Ce remède universel, popularisé par Molière, a pris le sens figuré de «perte de substance», d’abord pour désigner des pertes humaines durant les guerres, puis n’importe quel écoulement, puisqu’il s’est élargi au point d’être synonyme de « rigole ». Ainsi, en février-mars, l’argent s’écoule-t-il en « rigoles », qui ne font pas spécialement rigoler, car ce verbe vient de « riole », qui qualifie une « partie de plaisir » vers 1650.

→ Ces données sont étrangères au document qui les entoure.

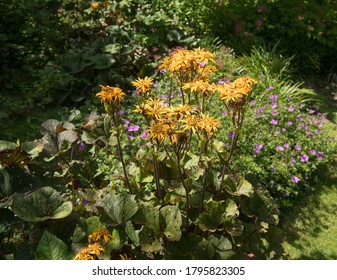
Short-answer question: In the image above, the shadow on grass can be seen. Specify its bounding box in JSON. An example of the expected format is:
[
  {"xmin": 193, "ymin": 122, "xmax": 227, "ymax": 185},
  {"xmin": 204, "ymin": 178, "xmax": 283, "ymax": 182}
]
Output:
[{"xmin": 282, "ymin": 160, "xmax": 337, "ymax": 260}]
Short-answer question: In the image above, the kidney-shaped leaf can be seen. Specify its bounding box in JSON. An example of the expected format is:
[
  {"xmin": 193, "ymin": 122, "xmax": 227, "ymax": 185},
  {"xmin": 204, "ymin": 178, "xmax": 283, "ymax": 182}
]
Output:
[
  {"xmin": 13, "ymin": 187, "xmax": 73, "ymax": 222},
  {"xmin": 35, "ymin": 231, "xmax": 70, "ymax": 260},
  {"xmin": 103, "ymin": 193, "xmax": 138, "ymax": 225},
  {"xmin": 159, "ymin": 205, "xmax": 182, "ymax": 241}
]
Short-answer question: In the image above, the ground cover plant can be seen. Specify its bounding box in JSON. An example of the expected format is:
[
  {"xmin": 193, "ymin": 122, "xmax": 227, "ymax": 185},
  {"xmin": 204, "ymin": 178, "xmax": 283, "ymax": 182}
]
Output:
[
  {"xmin": 0, "ymin": 0, "xmax": 337, "ymax": 260},
  {"xmin": 2, "ymin": 49, "xmax": 282, "ymax": 259}
]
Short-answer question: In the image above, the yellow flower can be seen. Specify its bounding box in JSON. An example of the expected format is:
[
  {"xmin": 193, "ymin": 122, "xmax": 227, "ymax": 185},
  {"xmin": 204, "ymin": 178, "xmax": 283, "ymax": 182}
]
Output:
[
  {"xmin": 171, "ymin": 104, "xmax": 193, "ymax": 119},
  {"xmin": 199, "ymin": 114, "xmax": 220, "ymax": 135},
  {"xmin": 119, "ymin": 253, "xmax": 131, "ymax": 261},
  {"xmin": 96, "ymin": 85, "xmax": 125, "ymax": 103},
  {"xmin": 132, "ymin": 77, "xmax": 153, "ymax": 94},
  {"xmin": 147, "ymin": 122, "xmax": 170, "ymax": 143},
  {"xmin": 87, "ymin": 243, "xmax": 105, "ymax": 256},
  {"xmin": 74, "ymin": 248, "xmax": 95, "ymax": 260},
  {"xmin": 214, "ymin": 76, "xmax": 257, "ymax": 102},
  {"xmin": 144, "ymin": 98, "xmax": 171, "ymax": 119},
  {"xmin": 159, "ymin": 48, "xmax": 214, "ymax": 75},
  {"xmin": 91, "ymin": 2, "xmax": 99, "ymax": 9},
  {"xmin": 88, "ymin": 228, "xmax": 112, "ymax": 243},
  {"xmin": 180, "ymin": 114, "xmax": 201, "ymax": 133},
  {"xmin": 183, "ymin": 80, "xmax": 213, "ymax": 97}
]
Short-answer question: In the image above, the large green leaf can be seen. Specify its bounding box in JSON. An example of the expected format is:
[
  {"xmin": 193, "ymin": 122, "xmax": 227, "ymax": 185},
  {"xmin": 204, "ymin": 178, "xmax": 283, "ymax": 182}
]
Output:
[
  {"xmin": 132, "ymin": 205, "xmax": 160, "ymax": 235},
  {"xmin": 125, "ymin": 221, "xmax": 139, "ymax": 246},
  {"xmin": 0, "ymin": 166, "xmax": 41, "ymax": 196},
  {"xmin": 199, "ymin": 200, "xmax": 227, "ymax": 232},
  {"xmin": 85, "ymin": 216, "xmax": 104, "ymax": 235},
  {"xmin": 12, "ymin": 187, "xmax": 73, "ymax": 222},
  {"xmin": 160, "ymin": 205, "xmax": 182, "ymax": 241},
  {"xmin": 208, "ymin": 234, "xmax": 233, "ymax": 260},
  {"xmin": 103, "ymin": 193, "xmax": 138, "ymax": 226},
  {"xmin": 35, "ymin": 231, "xmax": 70, "ymax": 260}
]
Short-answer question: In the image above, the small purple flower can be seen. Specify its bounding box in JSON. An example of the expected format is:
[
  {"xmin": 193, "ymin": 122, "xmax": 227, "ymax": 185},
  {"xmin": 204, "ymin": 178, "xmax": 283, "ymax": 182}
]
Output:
[
  {"xmin": 227, "ymin": 131, "xmax": 234, "ymax": 138},
  {"xmin": 128, "ymin": 125, "xmax": 140, "ymax": 132},
  {"xmin": 276, "ymin": 146, "xmax": 284, "ymax": 152},
  {"xmin": 269, "ymin": 94, "xmax": 278, "ymax": 102},
  {"xmin": 301, "ymin": 154, "xmax": 309, "ymax": 162},
  {"xmin": 254, "ymin": 144, "xmax": 264, "ymax": 154},
  {"xmin": 140, "ymin": 130, "xmax": 148, "ymax": 139},
  {"xmin": 82, "ymin": 198, "xmax": 89, "ymax": 206},
  {"xmin": 273, "ymin": 206, "xmax": 281, "ymax": 214},
  {"xmin": 78, "ymin": 142, "xmax": 85, "ymax": 153},
  {"xmin": 291, "ymin": 176, "xmax": 301, "ymax": 184},
  {"xmin": 289, "ymin": 158, "xmax": 296, "ymax": 167}
]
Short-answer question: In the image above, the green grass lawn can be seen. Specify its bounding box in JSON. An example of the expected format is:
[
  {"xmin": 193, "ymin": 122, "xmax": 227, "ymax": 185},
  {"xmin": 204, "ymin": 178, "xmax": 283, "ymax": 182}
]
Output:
[{"xmin": 283, "ymin": 161, "xmax": 337, "ymax": 260}]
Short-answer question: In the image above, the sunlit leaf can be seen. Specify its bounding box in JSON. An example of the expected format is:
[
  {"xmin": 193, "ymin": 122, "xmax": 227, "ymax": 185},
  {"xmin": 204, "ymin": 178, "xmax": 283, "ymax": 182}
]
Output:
[
  {"xmin": 35, "ymin": 230, "xmax": 70, "ymax": 260},
  {"xmin": 13, "ymin": 187, "xmax": 73, "ymax": 222}
]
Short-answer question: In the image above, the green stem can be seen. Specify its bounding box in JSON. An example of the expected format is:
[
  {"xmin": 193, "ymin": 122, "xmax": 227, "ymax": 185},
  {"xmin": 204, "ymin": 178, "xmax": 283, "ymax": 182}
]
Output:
[
  {"xmin": 176, "ymin": 151, "xmax": 190, "ymax": 234},
  {"xmin": 113, "ymin": 110, "xmax": 132, "ymax": 194}
]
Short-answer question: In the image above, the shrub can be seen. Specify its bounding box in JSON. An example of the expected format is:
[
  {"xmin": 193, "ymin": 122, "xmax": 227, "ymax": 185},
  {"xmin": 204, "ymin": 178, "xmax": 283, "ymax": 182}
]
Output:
[{"xmin": 1, "ymin": 49, "xmax": 283, "ymax": 259}]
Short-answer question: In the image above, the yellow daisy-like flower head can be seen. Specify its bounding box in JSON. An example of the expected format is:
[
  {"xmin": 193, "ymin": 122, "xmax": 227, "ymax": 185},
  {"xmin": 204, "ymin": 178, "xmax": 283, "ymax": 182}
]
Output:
[
  {"xmin": 215, "ymin": 76, "xmax": 257, "ymax": 103},
  {"xmin": 180, "ymin": 114, "xmax": 201, "ymax": 133},
  {"xmin": 200, "ymin": 114, "xmax": 220, "ymax": 135},
  {"xmin": 183, "ymin": 80, "xmax": 214, "ymax": 97},
  {"xmin": 74, "ymin": 248, "xmax": 95, "ymax": 260},
  {"xmin": 119, "ymin": 253, "xmax": 132, "ymax": 261},
  {"xmin": 132, "ymin": 77, "xmax": 153, "ymax": 94},
  {"xmin": 91, "ymin": 2, "xmax": 99, "ymax": 9},
  {"xmin": 87, "ymin": 243, "xmax": 105, "ymax": 256},
  {"xmin": 88, "ymin": 228, "xmax": 112, "ymax": 243},
  {"xmin": 144, "ymin": 98, "xmax": 171, "ymax": 119},
  {"xmin": 96, "ymin": 85, "xmax": 125, "ymax": 104},
  {"xmin": 147, "ymin": 122, "xmax": 170, "ymax": 143}
]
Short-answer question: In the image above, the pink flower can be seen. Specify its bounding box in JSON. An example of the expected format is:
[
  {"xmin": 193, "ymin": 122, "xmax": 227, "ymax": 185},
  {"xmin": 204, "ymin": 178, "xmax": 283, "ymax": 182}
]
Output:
[
  {"xmin": 291, "ymin": 176, "xmax": 301, "ymax": 184},
  {"xmin": 301, "ymin": 154, "xmax": 309, "ymax": 162}
]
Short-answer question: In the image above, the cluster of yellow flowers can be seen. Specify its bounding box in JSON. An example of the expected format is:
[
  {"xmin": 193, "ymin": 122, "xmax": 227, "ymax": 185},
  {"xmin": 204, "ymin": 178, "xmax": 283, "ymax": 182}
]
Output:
[
  {"xmin": 91, "ymin": 1, "xmax": 108, "ymax": 9},
  {"xmin": 96, "ymin": 85, "xmax": 125, "ymax": 104},
  {"xmin": 132, "ymin": 77, "xmax": 153, "ymax": 94},
  {"xmin": 96, "ymin": 48, "xmax": 257, "ymax": 144},
  {"xmin": 159, "ymin": 48, "xmax": 216, "ymax": 80},
  {"xmin": 134, "ymin": 98, "xmax": 220, "ymax": 144},
  {"xmin": 216, "ymin": 76, "xmax": 257, "ymax": 102},
  {"xmin": 74, "ymin": 228, "xmax": 112, "ymax": 260}
]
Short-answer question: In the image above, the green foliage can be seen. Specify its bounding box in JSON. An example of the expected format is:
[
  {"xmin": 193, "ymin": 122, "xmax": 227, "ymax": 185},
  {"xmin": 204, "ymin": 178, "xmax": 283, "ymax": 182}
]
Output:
[{"xmin": 178, "ymin": 0, "xmax": 337, "ymax": 73}]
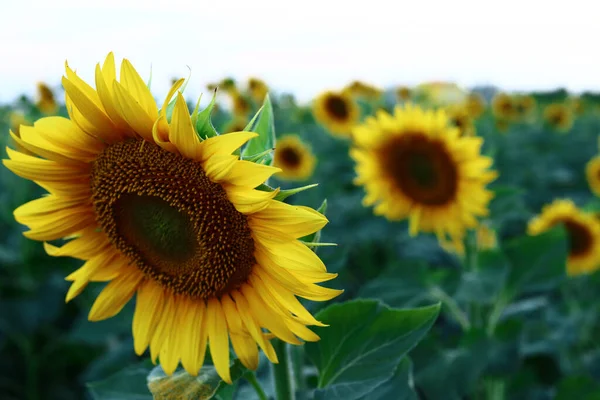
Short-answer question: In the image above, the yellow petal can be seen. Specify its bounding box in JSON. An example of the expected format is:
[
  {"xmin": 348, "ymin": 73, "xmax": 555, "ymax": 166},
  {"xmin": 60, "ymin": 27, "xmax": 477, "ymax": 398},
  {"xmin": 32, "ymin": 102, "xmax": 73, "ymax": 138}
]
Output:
[
  {"xmin": 231, "ymin": 290, "xmax": 278, "ymax": 364},
  {"xmin": 181, "ymin": 299, "xmax": 207, "ymax": 376},
  {"xmin": 223, "ymin": 184, "xmax": 279, "ymax": 214},
  {"xmin": 2, "ymin": 147, "xmax": 89, "ymax": 182},
  {"xmin": 113, "ymin": 81, "xmax": 156, "ymax": 142},
  {"xmin": 248, "ymin": 201, "xmax": 328, "ymax": 239},
  {"xmin": 206, "ymin": 298, "xmax": 231, "ymax": 384},
  {"xmin": 44, "ymin": 227, "xmax": 110, "ymax": 260},
  {"xmin": 88, "ymin": 267, "xmax": 144, "ymax": 321},
  {"xmin": 132, "ymin": 280, "xmax": 164, "ymax": 356},
  {"xmin": 241, "ymin": 284, "xmax": 300, "ymax": 344},
  {"xmin": 169, "ymin": 93, "xmax": 200, "ymax": 160},
  {"xmin": 95, "ymin": 64, "xmax": 131, "ymax": 133},
  {"xmin": 221, "ymin": 296, "xmax": 258, "ymax": 370},
  {"xmin": 62, "ymin": 78, "xmax": 122, "ymax": 142},
  {"xmin": 121, "ymin": 59, "xmax": 158, "ymax": 121}
]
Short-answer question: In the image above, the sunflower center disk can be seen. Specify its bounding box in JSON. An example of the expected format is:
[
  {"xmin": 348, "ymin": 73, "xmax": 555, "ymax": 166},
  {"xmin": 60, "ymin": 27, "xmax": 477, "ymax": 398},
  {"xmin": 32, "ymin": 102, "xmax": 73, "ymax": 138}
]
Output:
[
  {"xmin": 564, "ymin": 221, "xmax": 593, "ymax": 256},
  {"xmin": 381, "ymin": 133, "xmax": 458, "ymax": 206},
  {"xmin": 281, "ymin": 147, "xmax": 300, "ymax": 168},
  {"xmin": 325, "ymin": 96, "xmax": 348, "ymax": 120},
  {"xmin": 91, "ymin": 140, "xmax": 255, "ymax": 299}
]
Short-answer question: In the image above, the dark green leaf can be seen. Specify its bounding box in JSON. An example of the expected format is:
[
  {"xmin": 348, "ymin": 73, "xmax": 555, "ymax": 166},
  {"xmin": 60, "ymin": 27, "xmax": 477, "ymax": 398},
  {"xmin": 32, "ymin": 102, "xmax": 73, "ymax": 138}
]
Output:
[
  {"xmin": 504, "ymin": 227, "xmax": 568, "ymax": 293},
  {"xmin": 305, "ymin": 300, "xmax": 440, "ymax": 400},
  {"xmin": 87, "ymin": 363, "xmax": 153, "ymax": 400}
]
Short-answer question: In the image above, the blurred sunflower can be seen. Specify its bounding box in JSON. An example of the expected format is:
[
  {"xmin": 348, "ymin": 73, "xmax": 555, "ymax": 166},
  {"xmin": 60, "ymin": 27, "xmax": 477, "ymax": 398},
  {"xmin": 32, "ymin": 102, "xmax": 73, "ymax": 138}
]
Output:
[
  {"xmin": 230, "ymin": 90, "xmax": 252, "ymax": 119},
  {"xmin": 4, "ymin": 53, "xmax": 340, "ymax": 383},
  {"xmin": 544, "ymin": 103, "xmax": 573, "ymax": 132},
  {"xmin": 396, "ymin": 86, "xmax": 412, "ymax": 101},
  {"xmin": 343, "ymin": 81, "xmax": 383, "ymax": 100},
  {"xmin": 492, "ymin": 93, "xmax": 515, "ymax": 121},
  {"xmin": 513, "ymin": 96, "xmax": 537, "ymax": 121},
  {"xmin": 446, "ymin": 105, "xmax": 475, "ymax": 136},
  {"xmin": 35, "ymin": 82, "xmax": 58, "ymax": 115},
  {"xmin": 585, "ymin": 155, "xmax": 600, "ymax": 196},
  {"xmin": 273, "ymin": 135, "xmax": 316, "ymax": 180},
  {"xmin": 313, "ymin": 92, "xmax": 360, "ymax": 136},
  {"xmin": 440, "ymin": 223, "xmax": 498, "ymax": 255},
  {"xmin": 350, "ymin": 105, "xmax": 497, "ymax": 252},
  {"xmin": 569, "ymin": 97, "xmax": 585, "ymax": 116},
  {"xmin": 527, "ymin": 200, "xmax": 600, "ymax": 276},
  {"xmin": 248, "ymin": 78, "xmax": 269, "ymax": 104},
  {"xmin": 465, "ymin": 92, "xmax": 485, "ymax": 119}
]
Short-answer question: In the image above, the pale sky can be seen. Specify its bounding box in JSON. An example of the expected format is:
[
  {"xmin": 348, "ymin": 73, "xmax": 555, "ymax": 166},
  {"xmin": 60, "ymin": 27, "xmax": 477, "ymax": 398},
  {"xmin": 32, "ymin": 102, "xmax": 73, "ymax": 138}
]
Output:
[{"xmin": 0, "ymin": 0, "xmax": 600, "ymax": 103}]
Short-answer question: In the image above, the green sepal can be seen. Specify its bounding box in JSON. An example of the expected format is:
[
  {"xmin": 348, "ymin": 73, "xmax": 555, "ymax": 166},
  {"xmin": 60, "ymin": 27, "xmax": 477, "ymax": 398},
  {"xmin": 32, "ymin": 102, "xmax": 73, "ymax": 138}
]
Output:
[
  {"xmin": 242, "ymin": 149, "xmax": 275, "ymax": 164},
  {"xmin": 274, "ymin": 183, "xmax": 319, "ymax": 201},
  {"xmin": 298, "ymin": 199, "xmax": 328, "ymax": 253},
  {"xmin": 163, "ymin": 70, "xmax": 192, "ymax": 123},
  {"xmin": 242, "ymin": 94, "xmax": 275, "ymax": 165},
  {"xmin": 192, "ymin": 89, "xmax": 219, "ymax": 140}
]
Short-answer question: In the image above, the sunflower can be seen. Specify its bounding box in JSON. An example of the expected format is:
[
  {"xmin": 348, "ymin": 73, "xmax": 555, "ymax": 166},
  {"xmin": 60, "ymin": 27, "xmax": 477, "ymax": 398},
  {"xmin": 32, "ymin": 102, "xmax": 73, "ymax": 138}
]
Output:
[
  {"xmin": 4, "ymin": 53, "xmax": 340, "ymax": 382},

Le contribuable, à qui Boris Vian consacra une chanson bien rythmée, qui répétait inlassablement « C’est nous les con/ les pauvres contribuables », est un terme dont l’origine remonte à 1401. Il est plus réconfortant que « taillable » ou « corvéable ». Il désigne la même chose, et le petit Robert renvoie à «assujetti», c’est-à-dire à « sujet », au sens de «esclave». Le contribuable est un être jovial qui verse, de lui- même, et par pur civisme, une « cotisation, un écot, une quote-part ». S’il est moins enthousiaste, on parlera d’une «imposition», voire d’un « tribut » (de « trebu », 1463) qui n’est pas loin d’être une « rançon » puisque c’est « la contribution forcée payée par le vaincu au vainqueur ».
Le « contribuable » serait-il un vaincu, pas trop riche, qui paierait pour un vainqueur, nettement plus aisé ? Quand on arrive au bout de l’avenue Foch, à Paris, et qu’on pousse jusqu’aux cités d’urgence de Nanterre, on peut penser qu’il y a effectivement, parmi les français, ces deux catégories.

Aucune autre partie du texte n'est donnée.